北の都・エスハーブ
北の大地に広がる山々、その反対側にはエルフの国との国境を跨ぐ海。この都・エスハーブは人類の国に居ながらエルフの国を望める都市だ。
お嬢様「...この丘からの眺め、最高ね。あれがエルフの国..
.私のお父様の故郷ね。」
マーリン「はい...お嬢様はこのまま、人類の国で過ごすのですか?」
お嬢様「愚問ね。私のお母様は人類よ、最高のお母様だわ。お母様の故郷であるこの国も、私は大好き。いつか、国境が無くとも人々と沢山の種族が平和に暮らせる日が来ることを願っているわ。」
マーリン「流石はお嬢様ですね。素晴らしいお考えです。
お嬢様「さ、屋敷に戻りましょ。今日は港町の観光もしたかったけれど、やらなきゃ行けないことが沢山あるわ。」
マーリン「本日は、新しい使用人の面会ですね。その後は私が屋敷の案内を担当しますので、その間にお嬢様は必要書類に目を通しておいてください。

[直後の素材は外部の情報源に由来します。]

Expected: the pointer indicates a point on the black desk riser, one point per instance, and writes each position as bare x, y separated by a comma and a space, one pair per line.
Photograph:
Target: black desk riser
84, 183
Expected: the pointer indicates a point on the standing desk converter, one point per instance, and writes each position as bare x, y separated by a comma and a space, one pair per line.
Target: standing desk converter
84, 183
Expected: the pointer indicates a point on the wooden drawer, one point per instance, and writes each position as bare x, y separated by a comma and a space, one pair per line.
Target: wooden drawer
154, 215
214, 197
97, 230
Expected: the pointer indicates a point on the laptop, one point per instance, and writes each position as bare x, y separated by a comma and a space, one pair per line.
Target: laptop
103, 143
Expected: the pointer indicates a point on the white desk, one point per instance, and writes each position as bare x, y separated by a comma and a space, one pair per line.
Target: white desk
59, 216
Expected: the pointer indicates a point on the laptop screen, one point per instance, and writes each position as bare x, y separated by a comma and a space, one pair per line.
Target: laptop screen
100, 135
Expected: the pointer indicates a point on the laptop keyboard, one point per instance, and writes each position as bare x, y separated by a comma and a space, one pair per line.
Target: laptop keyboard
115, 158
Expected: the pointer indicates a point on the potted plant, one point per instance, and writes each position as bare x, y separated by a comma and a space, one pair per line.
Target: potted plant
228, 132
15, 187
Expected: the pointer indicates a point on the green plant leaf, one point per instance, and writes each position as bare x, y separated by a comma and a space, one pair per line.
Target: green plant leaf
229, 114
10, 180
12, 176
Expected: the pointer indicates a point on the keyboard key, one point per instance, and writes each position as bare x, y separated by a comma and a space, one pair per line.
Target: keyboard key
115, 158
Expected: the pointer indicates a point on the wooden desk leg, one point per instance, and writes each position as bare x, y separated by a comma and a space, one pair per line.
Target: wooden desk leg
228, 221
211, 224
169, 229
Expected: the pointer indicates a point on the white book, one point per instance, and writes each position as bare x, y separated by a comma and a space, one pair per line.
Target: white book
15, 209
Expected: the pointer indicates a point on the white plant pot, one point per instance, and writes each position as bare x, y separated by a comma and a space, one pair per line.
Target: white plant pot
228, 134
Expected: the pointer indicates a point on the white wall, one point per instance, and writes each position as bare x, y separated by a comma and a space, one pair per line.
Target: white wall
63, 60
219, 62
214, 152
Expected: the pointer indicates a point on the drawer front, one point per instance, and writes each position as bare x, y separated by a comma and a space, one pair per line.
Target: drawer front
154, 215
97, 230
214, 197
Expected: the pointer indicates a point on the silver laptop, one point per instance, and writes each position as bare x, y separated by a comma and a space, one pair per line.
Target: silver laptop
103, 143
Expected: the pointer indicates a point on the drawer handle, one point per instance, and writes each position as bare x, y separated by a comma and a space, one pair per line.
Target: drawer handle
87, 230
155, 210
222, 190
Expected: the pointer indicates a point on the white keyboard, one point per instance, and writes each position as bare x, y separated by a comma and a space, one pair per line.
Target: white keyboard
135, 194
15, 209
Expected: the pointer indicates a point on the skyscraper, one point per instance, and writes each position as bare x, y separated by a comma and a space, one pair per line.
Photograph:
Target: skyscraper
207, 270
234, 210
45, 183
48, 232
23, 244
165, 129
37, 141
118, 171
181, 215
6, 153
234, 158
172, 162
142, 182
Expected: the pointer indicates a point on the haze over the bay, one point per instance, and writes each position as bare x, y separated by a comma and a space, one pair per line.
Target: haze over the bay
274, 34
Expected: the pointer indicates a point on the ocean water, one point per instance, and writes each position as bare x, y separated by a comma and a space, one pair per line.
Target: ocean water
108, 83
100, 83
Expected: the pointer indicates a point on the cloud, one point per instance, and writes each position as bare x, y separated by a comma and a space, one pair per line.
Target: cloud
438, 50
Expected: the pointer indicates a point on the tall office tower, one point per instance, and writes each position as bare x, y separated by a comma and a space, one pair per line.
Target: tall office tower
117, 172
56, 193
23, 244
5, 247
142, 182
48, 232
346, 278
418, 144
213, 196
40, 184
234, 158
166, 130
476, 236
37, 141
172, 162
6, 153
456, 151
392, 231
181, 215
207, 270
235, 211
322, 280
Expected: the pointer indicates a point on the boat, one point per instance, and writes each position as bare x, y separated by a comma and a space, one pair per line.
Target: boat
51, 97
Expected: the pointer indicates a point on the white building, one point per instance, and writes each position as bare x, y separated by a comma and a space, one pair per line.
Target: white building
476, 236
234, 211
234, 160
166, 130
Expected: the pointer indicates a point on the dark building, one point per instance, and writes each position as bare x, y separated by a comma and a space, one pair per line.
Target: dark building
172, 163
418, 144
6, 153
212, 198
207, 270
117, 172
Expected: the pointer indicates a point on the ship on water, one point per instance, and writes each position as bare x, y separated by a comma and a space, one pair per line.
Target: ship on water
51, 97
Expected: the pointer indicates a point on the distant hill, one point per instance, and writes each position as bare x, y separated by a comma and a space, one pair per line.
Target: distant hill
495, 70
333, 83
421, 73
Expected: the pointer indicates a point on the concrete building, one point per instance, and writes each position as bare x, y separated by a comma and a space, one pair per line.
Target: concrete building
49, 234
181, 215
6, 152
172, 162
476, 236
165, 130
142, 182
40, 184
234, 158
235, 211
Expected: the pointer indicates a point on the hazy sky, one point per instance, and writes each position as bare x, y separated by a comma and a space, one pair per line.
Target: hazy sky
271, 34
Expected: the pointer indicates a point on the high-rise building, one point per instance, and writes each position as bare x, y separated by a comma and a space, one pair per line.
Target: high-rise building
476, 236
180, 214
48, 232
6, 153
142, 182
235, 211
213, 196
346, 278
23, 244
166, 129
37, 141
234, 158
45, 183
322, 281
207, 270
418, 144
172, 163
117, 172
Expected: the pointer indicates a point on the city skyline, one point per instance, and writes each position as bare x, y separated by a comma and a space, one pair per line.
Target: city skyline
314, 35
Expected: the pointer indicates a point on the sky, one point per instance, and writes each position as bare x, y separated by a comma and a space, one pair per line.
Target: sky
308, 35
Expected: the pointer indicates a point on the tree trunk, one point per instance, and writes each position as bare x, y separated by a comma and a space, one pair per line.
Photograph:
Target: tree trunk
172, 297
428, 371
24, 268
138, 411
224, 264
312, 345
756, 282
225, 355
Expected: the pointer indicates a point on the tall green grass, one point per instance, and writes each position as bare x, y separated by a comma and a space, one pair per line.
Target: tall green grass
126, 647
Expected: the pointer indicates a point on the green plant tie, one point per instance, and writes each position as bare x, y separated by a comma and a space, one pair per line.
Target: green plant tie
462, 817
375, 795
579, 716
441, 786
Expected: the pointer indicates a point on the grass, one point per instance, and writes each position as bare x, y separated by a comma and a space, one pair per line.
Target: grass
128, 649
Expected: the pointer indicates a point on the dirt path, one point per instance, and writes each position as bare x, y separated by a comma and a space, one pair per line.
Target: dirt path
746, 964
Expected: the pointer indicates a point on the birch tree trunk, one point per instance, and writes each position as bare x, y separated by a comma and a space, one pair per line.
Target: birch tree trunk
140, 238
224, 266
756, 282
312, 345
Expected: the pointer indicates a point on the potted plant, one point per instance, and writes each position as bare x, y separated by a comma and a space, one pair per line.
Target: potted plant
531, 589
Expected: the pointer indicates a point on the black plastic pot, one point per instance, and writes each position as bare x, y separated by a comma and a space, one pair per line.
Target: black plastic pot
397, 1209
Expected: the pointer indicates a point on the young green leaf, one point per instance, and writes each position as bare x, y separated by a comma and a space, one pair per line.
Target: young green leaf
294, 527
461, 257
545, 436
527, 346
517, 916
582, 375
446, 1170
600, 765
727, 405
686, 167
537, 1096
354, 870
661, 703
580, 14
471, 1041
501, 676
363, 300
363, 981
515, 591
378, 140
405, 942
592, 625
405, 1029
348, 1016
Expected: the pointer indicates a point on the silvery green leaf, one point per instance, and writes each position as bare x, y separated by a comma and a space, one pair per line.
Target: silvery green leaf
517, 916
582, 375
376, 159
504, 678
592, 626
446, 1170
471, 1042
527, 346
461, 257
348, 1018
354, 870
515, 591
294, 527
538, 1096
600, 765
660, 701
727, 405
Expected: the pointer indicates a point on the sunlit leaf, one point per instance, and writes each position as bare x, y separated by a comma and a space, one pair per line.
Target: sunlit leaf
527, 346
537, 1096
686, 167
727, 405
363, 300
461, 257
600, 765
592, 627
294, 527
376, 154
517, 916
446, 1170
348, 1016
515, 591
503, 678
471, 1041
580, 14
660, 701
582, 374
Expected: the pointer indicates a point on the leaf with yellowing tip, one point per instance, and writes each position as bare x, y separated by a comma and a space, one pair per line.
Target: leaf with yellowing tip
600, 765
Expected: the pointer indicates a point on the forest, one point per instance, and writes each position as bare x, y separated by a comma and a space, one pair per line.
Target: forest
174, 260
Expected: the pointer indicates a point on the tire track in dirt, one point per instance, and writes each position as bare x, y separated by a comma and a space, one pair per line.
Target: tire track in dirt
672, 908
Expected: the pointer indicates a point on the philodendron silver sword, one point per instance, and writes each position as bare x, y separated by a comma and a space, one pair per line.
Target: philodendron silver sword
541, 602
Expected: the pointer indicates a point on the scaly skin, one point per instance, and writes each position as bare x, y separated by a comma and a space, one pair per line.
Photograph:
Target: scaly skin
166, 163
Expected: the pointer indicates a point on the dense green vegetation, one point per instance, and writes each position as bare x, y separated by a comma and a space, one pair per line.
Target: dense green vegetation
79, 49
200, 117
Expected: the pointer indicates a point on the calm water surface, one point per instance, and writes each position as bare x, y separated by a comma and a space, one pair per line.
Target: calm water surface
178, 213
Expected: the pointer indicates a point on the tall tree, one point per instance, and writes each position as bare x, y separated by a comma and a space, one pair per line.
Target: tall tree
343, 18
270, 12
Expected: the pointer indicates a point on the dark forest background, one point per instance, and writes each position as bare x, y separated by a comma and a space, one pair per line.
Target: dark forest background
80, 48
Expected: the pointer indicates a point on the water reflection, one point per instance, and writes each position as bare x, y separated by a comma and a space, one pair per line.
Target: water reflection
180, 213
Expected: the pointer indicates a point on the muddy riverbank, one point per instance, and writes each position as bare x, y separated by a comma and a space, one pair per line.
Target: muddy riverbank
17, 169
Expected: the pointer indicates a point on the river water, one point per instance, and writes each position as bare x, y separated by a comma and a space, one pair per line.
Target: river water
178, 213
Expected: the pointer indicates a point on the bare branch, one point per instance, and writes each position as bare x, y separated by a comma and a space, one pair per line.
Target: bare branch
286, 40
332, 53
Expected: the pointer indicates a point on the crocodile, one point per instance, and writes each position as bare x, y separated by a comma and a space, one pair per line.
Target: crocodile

」
お嬢様「ふふ、楽しみねぇ!どんな人が来てくれるのかしら!」
―第2ホークランド邸―
昼食後、片付けをしている時だった。玄関のチャイムが鳴った。
「恐れ入ります。新しく使用人として参りました。」
マーリン「ただ今、お伺い致します。...お嬢様、使用人が来ました。迎えてきます。」
お嬢様「ええ、わかったわ!」
玄関に向かい扉を開けると、そこには3人の若者が立っていた。なんか...やけに眩しい。さては、お嬢様の好みで決めたな...。
マーリン「こちらのお席へ、どうぞ。」
「ありがとうございます。」
お嬢様「私、ネルトゥス・ホークランドと申します。まずは、お名前をお伺いしてもろよしくて?」
お嬢様、ウッキウキだな...。
ルイス「ルイス・キャロランドと申します。」
ハリー「ミハイル・コロンと申します。ハリーとお呼びください。」
チトセ「チトセ・アノンドルフです。よろしくお願いします。」
真面目なルイス、チャラいハリー、弟系チトセね。覚えた。
お嬢様「まぁ、皆様なんとも素敵ですわ!流石は私が見込んだだけありますわね!そして、こちらがマーリンよ。私の側近であり友人であり家族同然ですわ!」
マーリン「マグノイヤーと申します。皆様も、お気軽にマーリンとお呼び下さい。...それでは、屋敷のご案内をさせて頂きます。こちらへどうぞ。」
部屋の案内をし、それぞれの荷物の片付けに追われ、初日は慌ただしく終わった。